The Ellisons are a rich-in-property-money-stretched and parallel the woes of some British gentry. The old properties need work, Lisa is divorced, Cliff has bills and is grappling with coming out as gay, and Monk’s books aren’t selling. That’s because Monk is grounded in classics and refuses to write anything that demeans African Americans. His agent Arthur (John Ortiz) delivers the bad news that his new novel has been rejected by major publishers. Imagine Monk’s shock when Sintara Golden (Issa Rae) scores bigtime with We Lives in Da’ Ghetto. His frustration-based response is to churn out My Pafology under the pseudonym Stagg R. Leigh. (Look up the legend of Stagolee if you don’t know it.) Monk’s intent is to be so trashy and outrageous that the public will see how African Americans are lampooned. Arthur reluctantly sends it out and to Monk’s horror, the big publishers love it and up the ante for an advance. The more outrageous Monk/Stagg gets–including changing the title to Fuck–the more the media salivates. Monk and Arthur must improvise why they can’t meet Stagg, but there’s even a movie producer (Adam Brody) ready to film it. Monk stands to make major coin but the price is his dignity.

 

Fuck sells so well that it’s up for a major book award. Poor Monk finds himself on a five-person committee–another member is Sintara–to sift between the ten contenders. He is relieved that Sintara hates the book, but their bonding is short-lived when he politely asks how her book is any different from the despicable Fuck. Nothing goes according to plan, including the ways in which Monk’s natural diffidence and introversion complicates an on/off new romance with Coraline (Erika Alexander), a lawyer renting a house in Scituate across the street from the Ellisons.

 

You name the trope and American Fiction toys with it: the cancel culture, whites crawling over each to “honor” black people and define their “authentic” experiences, the vulgarity of pop culture, occupations, flamboyant gayness, how a “black” film score should sound, the romantic comedy genre, dress, speech, and manners patterns….  All of this provides perfect comic setups, but is it too much of a good thing?

 

Jeffrey Wright is (as always) magnificent as Monk, a cold fish who’d like to swim in warm water but doesn’t know how. Alexander does a great job of treading the line between an independent woman and a coquette, Uggams convincingly blinks in and out of reality, and though she’s not on screen long, Ross is an acerbic delight.
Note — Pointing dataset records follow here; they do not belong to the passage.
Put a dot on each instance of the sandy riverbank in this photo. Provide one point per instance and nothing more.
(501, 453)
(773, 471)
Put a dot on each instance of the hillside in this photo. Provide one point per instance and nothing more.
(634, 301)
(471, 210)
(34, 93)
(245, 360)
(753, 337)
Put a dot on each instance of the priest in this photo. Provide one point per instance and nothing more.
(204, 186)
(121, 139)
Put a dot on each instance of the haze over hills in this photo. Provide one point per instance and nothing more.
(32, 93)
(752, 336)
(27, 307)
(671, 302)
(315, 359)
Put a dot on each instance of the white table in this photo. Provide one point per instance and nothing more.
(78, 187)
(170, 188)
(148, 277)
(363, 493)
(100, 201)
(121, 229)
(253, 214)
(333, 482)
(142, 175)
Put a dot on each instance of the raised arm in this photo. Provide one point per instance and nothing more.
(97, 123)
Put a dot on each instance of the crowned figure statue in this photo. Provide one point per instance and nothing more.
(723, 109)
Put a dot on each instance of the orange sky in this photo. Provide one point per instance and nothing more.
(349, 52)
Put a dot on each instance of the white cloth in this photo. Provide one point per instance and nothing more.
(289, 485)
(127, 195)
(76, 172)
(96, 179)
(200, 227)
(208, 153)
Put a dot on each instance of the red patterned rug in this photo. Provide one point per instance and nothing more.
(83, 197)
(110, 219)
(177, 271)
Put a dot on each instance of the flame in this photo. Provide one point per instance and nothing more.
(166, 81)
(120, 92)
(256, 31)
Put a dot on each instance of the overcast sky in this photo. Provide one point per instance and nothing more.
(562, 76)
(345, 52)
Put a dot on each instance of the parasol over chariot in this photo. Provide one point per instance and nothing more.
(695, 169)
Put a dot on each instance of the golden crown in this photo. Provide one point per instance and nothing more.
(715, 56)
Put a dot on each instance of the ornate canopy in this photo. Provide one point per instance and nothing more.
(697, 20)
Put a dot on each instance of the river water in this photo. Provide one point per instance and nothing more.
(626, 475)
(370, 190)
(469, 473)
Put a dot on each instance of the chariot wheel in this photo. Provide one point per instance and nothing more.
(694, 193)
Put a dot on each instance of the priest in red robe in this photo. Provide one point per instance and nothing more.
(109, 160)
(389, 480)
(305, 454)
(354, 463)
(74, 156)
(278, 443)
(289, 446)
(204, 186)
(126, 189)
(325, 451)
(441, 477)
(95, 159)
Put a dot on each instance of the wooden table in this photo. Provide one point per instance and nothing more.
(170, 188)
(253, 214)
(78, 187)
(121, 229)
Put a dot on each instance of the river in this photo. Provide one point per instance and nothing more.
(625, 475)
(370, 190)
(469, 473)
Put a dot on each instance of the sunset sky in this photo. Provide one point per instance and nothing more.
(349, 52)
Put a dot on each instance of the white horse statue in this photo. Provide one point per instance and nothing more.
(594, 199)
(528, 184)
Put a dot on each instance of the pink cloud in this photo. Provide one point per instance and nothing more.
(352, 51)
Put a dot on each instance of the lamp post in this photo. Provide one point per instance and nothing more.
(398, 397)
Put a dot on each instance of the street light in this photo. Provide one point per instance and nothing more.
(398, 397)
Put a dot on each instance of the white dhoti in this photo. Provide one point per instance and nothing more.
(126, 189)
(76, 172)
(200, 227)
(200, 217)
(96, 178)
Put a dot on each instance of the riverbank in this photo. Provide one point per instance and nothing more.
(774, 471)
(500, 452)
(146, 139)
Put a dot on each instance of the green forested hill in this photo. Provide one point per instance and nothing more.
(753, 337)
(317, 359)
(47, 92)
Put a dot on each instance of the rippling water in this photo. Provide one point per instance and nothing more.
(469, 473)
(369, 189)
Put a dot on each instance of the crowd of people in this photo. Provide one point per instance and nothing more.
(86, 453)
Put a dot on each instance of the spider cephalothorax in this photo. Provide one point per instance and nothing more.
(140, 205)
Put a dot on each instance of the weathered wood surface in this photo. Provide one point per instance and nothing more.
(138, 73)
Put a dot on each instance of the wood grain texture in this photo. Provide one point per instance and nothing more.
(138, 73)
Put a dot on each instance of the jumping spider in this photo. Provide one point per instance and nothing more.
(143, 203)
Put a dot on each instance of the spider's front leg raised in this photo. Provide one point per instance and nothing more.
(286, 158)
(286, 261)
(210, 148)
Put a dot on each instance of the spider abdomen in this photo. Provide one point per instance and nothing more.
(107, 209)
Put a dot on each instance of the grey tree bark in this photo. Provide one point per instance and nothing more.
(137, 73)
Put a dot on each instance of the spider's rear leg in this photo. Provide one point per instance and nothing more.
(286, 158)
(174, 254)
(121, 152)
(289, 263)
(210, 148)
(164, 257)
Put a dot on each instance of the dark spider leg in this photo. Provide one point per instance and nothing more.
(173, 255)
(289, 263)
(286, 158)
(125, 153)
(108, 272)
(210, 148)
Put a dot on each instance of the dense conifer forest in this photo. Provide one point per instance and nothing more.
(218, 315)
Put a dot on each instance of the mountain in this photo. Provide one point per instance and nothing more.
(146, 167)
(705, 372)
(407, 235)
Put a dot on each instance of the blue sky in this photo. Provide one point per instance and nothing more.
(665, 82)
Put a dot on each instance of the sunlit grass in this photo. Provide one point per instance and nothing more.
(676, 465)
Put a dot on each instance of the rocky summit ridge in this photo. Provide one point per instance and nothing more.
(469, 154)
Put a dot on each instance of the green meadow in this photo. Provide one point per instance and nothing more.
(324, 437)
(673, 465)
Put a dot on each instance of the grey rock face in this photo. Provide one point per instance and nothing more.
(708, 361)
Although I worry it was too much, Brown is true to the adage that if you decide to go over the top, go way over.

 

Some audiences were disappointed by the film’s resolution and it’s an open question whether Jefferson (and Percival) inadvertently reify some of the negative stereotypes they hope to obliterate? I’m still mulling this, but I suggest that you go with any inconsistencies you find. American Fiction is often amusing, but it’s also a quiet think-about-it powerhouse.